RDMF14: report from Breakout Group 2 (Systems Integration)

This breakout group was a discussion on the challenges of integrating systems for research data management. It was chaired by Rory McNicholl.

The group was asked to give examples of systems that could be integrated with research data infrastructure.

Some common targets for integration were:

  • Current Research Information Systems (CRIS)
  • Publications (institutional repositories)
  • Data repositories (including those external to the institution)
  • Data catalogues
  • Active data management (Box, Dropbox or institutionally provided storage)
  • Archive storage and preservation (Archivematica)
  • Data management plans (DMPonline)
  • HR
  • Ethics
  • Finance
  • Analysis platforms (DMA Online)
  • Other external systems (Researchfish)

The consensus of the group was that while a CRIS or data catalogue might act as a hub to connect systems together there is unlikely to be a single system that can act as the central point of all systems integration.

There may not be a “single point of truth” for research data systems and a clearer picture may come from combining multiple sources of information. Use of reporting tools such as DMA Online may help to provide some visibility here.

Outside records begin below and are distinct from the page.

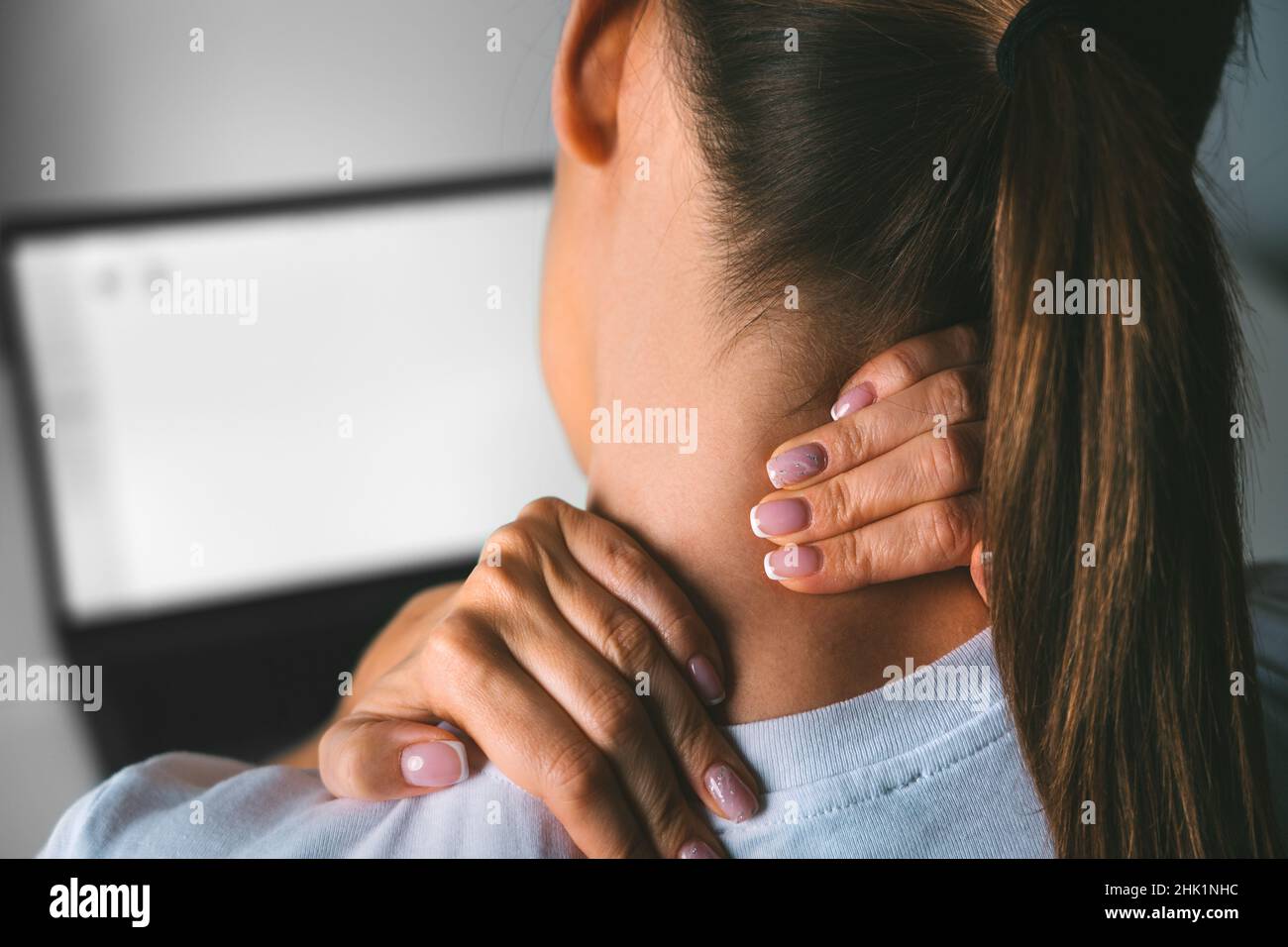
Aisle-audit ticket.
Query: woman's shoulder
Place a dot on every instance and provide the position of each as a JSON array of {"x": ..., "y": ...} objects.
[{"x": 193, "y": 805}]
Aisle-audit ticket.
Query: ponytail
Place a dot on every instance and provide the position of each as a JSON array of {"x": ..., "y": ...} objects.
[{"x": 1112, "y": 480}]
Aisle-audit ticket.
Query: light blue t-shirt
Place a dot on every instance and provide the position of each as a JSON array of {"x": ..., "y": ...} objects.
[{"x": 923, "y": 767}]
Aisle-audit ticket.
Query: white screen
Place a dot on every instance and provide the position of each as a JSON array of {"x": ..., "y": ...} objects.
[{"x": 372, "y": 411}]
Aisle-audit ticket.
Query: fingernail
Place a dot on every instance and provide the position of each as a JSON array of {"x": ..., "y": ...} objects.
[
  {"x": 793, "y": 562},
  {"x": 780, "y": 517},
  {"x": 734, "y": 799},
  {"x": 706, "y": 681},
  {"x": 798, "y": 464},
  {"x": 697, "y": 849},
  {"x": 438, "y": 763},
  {"x": 854, "y": 399}
]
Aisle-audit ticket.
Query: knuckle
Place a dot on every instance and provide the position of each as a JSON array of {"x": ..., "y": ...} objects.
[
  {"x": 902, "y": 365},
  {"x": 855, "y": 558},
  {"x": 947, "y": 463},
  {"x": 575, "y": 774},
  {"x": 613, "y": 715},
  {"x": 957, "y": 394},
  {"x": 516, "y": 541},
  {"x": 542, "y": 508},
  {"x": 458, "y": 651},
  {"x": 951, "y": 530},
  {"x": 627, "y": 565},
  {"x": 850, "y": 438},
  {"x": 845, "y": 499},
  {"x": 694, "y": 738},
  {"x": 626, "y": 641}
]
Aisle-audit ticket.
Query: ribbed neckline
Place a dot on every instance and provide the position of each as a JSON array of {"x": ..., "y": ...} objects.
[{"x": 876, "y": 725}]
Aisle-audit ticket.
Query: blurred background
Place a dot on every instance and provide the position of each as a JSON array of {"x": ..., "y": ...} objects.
[{"x": 283, "y": 472}]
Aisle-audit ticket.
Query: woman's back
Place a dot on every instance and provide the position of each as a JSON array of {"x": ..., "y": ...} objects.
[{"x": 927, "y": 768}]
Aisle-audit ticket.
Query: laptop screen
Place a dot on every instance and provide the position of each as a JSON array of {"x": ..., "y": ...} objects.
[{"x": 240, "y": 405}]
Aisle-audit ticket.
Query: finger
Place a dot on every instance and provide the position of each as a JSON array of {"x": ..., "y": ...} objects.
[
  {"x": 980, "y": 565},
  {"x": 952, "y": 395},
  {"x": 715, "y": 772},
  {"x": 369, "y": 757},
  {"x": 617, "y": 564},
  {"x": 605, "y": 707},
  {"x": 922, "y": 470},
  {"x": 928, "y": 538},
  {"x": 910, "y": 361},
  {"x": 524, "y": 732}
]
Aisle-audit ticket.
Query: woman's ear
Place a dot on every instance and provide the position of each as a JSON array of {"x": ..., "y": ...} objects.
[{"x": 588, "y": 76}]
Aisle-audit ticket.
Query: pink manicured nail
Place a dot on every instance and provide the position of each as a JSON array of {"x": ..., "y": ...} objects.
[
  {"x": 793, "y": 562},
  {"x": 706, "y": 681},
  {"x": 734, "y": 799},
  {"x": 780, "y": 517},
  {"x": 854, "y": 399},
  {"x": 798, "y": 464},
  {"x": 697, "y": 849},
  {"x": 438, "y": 763}
]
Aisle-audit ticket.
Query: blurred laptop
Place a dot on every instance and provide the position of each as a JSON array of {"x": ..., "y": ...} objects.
[{"x": 258, "y": 428}]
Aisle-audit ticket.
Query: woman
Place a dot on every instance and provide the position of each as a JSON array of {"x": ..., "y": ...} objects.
[{"x": 752, "y": 198}]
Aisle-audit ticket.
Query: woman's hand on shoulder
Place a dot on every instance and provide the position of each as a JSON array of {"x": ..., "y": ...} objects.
[{"x": 579, "y": 669}]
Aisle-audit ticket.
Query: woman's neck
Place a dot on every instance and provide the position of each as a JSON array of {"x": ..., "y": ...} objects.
[{"x": 688, "y": 502}]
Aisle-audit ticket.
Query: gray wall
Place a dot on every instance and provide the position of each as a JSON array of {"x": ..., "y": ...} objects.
[
  {"x": 406, "y": 88},
  {"x": 283, "y": 89}
]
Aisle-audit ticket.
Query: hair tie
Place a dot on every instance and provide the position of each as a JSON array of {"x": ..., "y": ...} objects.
[{"x": 1030, "y": 18}]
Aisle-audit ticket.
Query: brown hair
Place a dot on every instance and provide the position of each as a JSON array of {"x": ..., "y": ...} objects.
[{"x": 1119, "y": 676}]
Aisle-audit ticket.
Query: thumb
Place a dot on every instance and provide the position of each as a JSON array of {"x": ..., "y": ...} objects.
[
  {"x": 368, "y": 757},
  {"x": 980, "y": 570}
]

Members of the group also gave some examples of the problems that need to be tackled to successfully integrate research data systems:

  • Handling large datasets.
  • Security and regulatory compliance for sensitive data such as medical information.
  • Lack of “hooks” into the research process because research may not be visible until publication.

Next the group discussed how research data systems could interoperate with the many and diverse types of software used by researchers. It was felt that:

  • Researchers make use a patchwork of different tools - there is unlikely to be one single solution that works for all researchers.
  • Common metadata and file formats are beneficial. However, there is a danger of adopting “lowest common denominator” formats that may lose important metadata or context when systems are integrated.
  • Institutions which are using similar systems could work collaboratively. For example, integrations which have been developed could be re-used and practices could be shared.
  • Researchers could be classified by the types of data that they produce and the software applications that they use (such as MATLAB or SPSS). This may produce more meaningful groupings than trying to address researchers by discipline or faculty.

Summing up, the group agreed that dialogue with researchers is essential and any systems integration needs to provide real benefit or value to researchers.

An understanding of the shared concerns and challenges in handling research data is the first step towards any successful integration.